Atlanta Public Schools Superintendent Erroll B. Davis Jr. on Friday posted nearly two dozen "guiding principles" he is considering in developing a final plan for redistricting.
The principles are preliminary, he said in a letter to district parents posted on the APS website.
"I want to emphsize what I am releasing today is where my thinking is at the moment," Davis wrote in his letter. "These guiding principles will change based on your further input on the next two scenarios, and as I collect more information from others."
Davis said that he shared the principles with demographers who developed a first set of four options for APS redistricting and are now developing two proposals based on community input. But, Davis stressed the demographers are under no obligation to use the guidelines in developing the next two proposals.
The guidelines are broken into three sets of priorities.
In his first priority, Davis said he wants children in a neighborhood going to the same school cluster.
For example, in East Atlanta Patch, half of the East Lake neighborhood is zoned for the Grady High School cluster, with the other half zoned for Jackson High School.
It's not clear how much they will be incorporated in the two proposals the demographers present at the end of the month, but some of them would please parents in some neighborhoods in the Patch; others, not so much.
Here are Davis' guidelines in order of priority:
- Propose boundaries that will be functional for 10 years based on forecasted enrollment.
- Attempt to assign students to schools located closest to their homes. Allow K-8 students to walk where possible. The proximity of ES’s to MS’s should be maximized.
- Attempt to maximize/keep the school feeder concept intact. No more split feeders. Clusters only.
- When evaluating consolidation/closure scenarios and determining which facilities should be retained vs. closed, consideration should be given to minimizing disruption to established educational programming (retain existing IB programs, magnet schools, etc.)
- Ensure student safety and transportation efficiency by using major highway corridors and geographic features as zone boundaries. Give weight to traffic patterns, energy efficiency, etc. Consider time spent on buses.
- Assume North Atlanta High School capacity of 2400.
- Minimize impacts on areas that have been redistricted within the last three years.
- Recommend school consolidation/closures in areas where forecasted enrollment does not support multiple schools.
- Attempt to avoid splitting neighborhoods. (Neighborhood boundaries are determined by generally accepted definitions used by the City of Atlanta).
- Favor the retention of newer/larger facilities which have benefitted from recent capital investment in expansion or renovation.
- Retain more accessible, less congested school sites which have better transportation access and can accommodate future long-term expansion beyond the forecast period of this study.

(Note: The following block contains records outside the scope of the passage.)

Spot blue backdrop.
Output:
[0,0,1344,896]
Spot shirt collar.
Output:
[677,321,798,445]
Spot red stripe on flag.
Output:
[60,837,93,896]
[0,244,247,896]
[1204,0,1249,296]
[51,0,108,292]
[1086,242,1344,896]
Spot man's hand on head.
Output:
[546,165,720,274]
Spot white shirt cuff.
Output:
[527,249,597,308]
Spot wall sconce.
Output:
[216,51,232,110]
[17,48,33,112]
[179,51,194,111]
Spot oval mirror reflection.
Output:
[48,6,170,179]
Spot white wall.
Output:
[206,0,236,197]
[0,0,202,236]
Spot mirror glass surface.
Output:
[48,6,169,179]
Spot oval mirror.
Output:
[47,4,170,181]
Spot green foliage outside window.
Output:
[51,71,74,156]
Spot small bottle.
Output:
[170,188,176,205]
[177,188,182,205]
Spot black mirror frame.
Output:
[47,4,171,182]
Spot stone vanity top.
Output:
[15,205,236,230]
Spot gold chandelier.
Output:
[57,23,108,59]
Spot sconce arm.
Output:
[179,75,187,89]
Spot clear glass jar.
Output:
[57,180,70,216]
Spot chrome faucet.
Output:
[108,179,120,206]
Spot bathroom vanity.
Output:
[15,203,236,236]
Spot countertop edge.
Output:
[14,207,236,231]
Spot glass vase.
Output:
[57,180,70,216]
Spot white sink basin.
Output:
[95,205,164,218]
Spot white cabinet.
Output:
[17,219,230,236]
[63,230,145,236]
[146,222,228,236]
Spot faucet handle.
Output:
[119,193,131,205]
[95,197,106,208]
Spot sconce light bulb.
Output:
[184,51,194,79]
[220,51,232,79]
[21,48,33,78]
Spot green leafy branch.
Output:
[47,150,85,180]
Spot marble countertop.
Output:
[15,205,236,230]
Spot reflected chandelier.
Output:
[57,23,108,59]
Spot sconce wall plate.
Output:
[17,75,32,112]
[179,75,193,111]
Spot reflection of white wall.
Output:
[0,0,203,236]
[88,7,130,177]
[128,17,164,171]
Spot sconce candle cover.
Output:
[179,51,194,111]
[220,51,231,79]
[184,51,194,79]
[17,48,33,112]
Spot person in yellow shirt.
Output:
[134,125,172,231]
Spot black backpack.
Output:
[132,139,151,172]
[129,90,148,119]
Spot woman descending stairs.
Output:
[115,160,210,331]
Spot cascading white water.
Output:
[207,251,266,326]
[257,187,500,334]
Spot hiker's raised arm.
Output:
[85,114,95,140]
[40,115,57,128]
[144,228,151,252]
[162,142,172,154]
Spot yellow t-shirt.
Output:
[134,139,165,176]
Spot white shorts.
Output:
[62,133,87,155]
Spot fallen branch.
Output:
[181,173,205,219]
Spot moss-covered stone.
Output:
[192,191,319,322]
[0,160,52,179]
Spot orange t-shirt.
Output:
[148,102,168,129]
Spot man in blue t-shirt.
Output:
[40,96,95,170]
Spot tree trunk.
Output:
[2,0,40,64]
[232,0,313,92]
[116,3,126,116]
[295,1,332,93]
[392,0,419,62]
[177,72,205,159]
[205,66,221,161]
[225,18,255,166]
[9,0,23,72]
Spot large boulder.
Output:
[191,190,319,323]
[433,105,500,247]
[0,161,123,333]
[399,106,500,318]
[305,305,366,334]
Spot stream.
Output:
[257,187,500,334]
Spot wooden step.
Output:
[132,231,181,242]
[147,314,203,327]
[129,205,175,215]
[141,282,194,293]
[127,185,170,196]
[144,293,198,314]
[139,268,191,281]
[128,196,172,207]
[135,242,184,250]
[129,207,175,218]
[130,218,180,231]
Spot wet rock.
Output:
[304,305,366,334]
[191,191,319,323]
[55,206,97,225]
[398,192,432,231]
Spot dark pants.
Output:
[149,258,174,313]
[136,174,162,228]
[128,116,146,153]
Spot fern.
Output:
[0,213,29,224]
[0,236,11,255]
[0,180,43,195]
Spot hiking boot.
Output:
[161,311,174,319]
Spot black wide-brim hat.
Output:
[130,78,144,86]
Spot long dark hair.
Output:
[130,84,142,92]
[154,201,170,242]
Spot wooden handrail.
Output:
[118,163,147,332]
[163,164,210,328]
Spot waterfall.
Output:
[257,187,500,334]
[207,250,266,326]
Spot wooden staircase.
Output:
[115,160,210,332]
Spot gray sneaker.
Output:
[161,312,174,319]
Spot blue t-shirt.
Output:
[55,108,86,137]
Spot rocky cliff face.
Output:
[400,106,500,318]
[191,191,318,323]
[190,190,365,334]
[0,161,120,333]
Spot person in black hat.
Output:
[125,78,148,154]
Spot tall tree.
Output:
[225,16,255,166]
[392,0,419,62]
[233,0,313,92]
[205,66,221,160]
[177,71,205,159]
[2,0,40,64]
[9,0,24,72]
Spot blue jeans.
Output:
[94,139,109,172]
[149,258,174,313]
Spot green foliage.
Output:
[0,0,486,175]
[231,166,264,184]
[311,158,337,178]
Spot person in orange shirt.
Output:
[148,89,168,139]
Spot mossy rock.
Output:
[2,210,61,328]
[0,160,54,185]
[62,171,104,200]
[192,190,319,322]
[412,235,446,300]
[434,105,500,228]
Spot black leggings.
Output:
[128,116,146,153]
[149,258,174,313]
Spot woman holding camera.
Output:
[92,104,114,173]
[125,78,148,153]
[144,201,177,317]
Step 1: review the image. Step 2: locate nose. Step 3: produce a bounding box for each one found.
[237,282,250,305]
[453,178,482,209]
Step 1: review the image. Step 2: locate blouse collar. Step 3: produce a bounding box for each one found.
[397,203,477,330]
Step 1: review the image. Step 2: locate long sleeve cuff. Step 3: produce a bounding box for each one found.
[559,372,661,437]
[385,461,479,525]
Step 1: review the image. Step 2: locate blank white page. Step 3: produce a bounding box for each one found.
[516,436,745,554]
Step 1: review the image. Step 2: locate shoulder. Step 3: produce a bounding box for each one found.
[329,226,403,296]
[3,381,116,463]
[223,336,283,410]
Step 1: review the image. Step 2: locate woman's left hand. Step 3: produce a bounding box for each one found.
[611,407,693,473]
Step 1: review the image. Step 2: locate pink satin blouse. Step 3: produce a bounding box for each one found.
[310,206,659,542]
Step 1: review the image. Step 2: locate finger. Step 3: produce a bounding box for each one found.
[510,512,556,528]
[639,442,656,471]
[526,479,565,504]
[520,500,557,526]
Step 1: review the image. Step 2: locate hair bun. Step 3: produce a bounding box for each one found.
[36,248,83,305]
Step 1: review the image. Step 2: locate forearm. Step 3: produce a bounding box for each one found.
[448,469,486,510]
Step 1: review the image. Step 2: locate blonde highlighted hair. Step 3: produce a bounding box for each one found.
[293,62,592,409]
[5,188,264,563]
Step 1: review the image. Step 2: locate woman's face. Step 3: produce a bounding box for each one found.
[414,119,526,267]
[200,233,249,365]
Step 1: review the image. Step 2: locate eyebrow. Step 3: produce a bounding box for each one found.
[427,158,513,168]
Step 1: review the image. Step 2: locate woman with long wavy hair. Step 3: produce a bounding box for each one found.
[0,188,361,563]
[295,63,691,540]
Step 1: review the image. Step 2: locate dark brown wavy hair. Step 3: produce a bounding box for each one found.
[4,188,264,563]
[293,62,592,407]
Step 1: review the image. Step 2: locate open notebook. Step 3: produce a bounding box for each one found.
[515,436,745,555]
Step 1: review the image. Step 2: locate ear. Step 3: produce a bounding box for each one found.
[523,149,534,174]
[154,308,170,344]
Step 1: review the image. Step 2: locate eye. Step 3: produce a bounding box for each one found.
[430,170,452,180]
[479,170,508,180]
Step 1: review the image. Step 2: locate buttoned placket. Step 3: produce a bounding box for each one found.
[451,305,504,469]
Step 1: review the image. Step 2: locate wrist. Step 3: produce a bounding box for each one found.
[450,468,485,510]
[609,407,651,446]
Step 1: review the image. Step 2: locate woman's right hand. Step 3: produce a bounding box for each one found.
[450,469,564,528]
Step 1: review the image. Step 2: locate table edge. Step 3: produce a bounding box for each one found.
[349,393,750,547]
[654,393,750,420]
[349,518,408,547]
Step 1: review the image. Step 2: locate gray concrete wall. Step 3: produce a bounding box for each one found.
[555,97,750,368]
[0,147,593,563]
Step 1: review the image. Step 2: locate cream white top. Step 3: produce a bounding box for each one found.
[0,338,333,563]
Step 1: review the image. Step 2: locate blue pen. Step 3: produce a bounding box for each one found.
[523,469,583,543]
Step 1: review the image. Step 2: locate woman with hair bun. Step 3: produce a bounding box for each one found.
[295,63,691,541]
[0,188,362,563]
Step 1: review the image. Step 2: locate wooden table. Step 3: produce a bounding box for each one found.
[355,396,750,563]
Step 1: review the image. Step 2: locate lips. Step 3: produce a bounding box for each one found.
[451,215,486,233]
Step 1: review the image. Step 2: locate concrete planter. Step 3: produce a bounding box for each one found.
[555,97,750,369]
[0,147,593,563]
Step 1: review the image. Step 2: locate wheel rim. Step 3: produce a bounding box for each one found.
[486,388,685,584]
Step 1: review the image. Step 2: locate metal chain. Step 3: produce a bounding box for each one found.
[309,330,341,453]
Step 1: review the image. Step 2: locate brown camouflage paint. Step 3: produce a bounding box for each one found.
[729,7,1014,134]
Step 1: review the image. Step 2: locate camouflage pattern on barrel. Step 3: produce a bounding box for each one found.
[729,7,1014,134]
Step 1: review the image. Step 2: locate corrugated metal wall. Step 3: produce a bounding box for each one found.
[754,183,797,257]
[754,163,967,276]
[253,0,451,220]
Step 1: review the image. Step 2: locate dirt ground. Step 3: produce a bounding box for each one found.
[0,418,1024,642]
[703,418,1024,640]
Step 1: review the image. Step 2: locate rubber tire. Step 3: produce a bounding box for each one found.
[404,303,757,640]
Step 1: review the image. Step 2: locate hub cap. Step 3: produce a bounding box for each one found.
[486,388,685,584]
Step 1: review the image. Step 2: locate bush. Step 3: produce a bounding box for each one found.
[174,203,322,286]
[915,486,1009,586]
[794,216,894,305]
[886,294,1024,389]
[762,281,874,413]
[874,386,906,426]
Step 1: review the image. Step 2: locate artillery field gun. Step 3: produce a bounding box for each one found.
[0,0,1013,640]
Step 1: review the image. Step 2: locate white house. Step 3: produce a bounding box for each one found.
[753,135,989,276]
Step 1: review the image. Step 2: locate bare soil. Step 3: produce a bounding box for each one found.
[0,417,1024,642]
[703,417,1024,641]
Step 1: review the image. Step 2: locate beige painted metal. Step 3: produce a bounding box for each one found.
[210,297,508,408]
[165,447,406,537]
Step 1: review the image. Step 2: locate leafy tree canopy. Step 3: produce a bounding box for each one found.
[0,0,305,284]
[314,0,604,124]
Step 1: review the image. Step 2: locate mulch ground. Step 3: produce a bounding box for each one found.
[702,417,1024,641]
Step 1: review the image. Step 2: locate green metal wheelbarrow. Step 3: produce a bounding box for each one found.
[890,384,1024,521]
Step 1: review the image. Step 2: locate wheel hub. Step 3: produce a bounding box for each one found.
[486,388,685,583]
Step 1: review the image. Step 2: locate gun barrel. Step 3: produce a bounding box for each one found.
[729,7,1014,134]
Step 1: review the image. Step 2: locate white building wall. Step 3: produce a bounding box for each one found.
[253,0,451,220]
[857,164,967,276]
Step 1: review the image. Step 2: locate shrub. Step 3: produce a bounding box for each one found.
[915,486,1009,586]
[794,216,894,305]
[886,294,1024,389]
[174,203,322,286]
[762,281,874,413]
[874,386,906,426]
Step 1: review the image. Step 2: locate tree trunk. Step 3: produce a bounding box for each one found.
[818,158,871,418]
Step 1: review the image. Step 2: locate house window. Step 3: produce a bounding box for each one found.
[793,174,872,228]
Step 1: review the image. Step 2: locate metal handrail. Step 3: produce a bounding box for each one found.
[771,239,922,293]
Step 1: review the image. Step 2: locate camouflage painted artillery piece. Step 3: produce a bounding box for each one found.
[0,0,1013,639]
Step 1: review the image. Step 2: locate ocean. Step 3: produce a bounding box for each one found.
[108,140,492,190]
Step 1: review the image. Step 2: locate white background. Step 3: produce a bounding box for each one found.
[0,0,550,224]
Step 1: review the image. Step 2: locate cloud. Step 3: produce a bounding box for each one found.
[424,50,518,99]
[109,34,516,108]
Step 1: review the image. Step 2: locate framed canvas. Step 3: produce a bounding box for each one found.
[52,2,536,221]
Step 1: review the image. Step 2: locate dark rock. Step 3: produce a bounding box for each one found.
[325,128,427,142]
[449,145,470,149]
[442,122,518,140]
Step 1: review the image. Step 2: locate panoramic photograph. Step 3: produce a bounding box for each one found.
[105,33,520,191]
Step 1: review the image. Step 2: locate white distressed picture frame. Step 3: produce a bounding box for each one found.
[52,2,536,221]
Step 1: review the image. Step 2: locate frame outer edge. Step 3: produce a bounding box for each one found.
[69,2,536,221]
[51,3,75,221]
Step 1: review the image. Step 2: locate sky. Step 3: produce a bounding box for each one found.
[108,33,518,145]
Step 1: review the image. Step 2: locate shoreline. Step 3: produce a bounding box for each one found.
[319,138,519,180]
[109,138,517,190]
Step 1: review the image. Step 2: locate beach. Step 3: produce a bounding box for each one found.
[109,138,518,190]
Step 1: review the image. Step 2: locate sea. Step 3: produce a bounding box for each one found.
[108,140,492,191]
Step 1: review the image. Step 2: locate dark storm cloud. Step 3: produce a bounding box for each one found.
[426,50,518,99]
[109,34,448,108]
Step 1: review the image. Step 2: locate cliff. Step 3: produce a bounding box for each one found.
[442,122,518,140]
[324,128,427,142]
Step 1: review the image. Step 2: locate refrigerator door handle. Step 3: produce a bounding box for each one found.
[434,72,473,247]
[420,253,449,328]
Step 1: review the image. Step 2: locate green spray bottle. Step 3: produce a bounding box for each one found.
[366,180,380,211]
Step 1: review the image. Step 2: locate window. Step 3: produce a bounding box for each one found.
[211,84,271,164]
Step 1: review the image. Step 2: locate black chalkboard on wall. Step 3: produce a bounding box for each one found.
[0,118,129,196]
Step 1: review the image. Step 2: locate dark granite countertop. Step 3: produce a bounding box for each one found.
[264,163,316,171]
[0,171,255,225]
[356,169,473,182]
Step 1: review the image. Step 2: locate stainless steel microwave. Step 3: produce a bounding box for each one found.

- When consolidating, to the extent possible, avoid closing a high performing school to send children to a lower performing school.
- Don’t eliminate an International Baccalaureate school within an IB cluster.
- Retain Elementary School splitting (K-3, 4-5) as a planning tool.
- Consider SPLOST funded school expansions as a planning tool.
- Be careful in moving students from high performing Elementary School’s to low performing Middle School’s.
- Balance current utilization of retained buildings to 80% to 90% of capacity.
- In at least one model, minimize the number of transfers across the board.
- Before closing a school, consider the robustness of its partner support.
- No K-8 schools planning until Board reviews/resolves policy issues.
- Eliminate the 9th Grade Academy as a stand alone facility.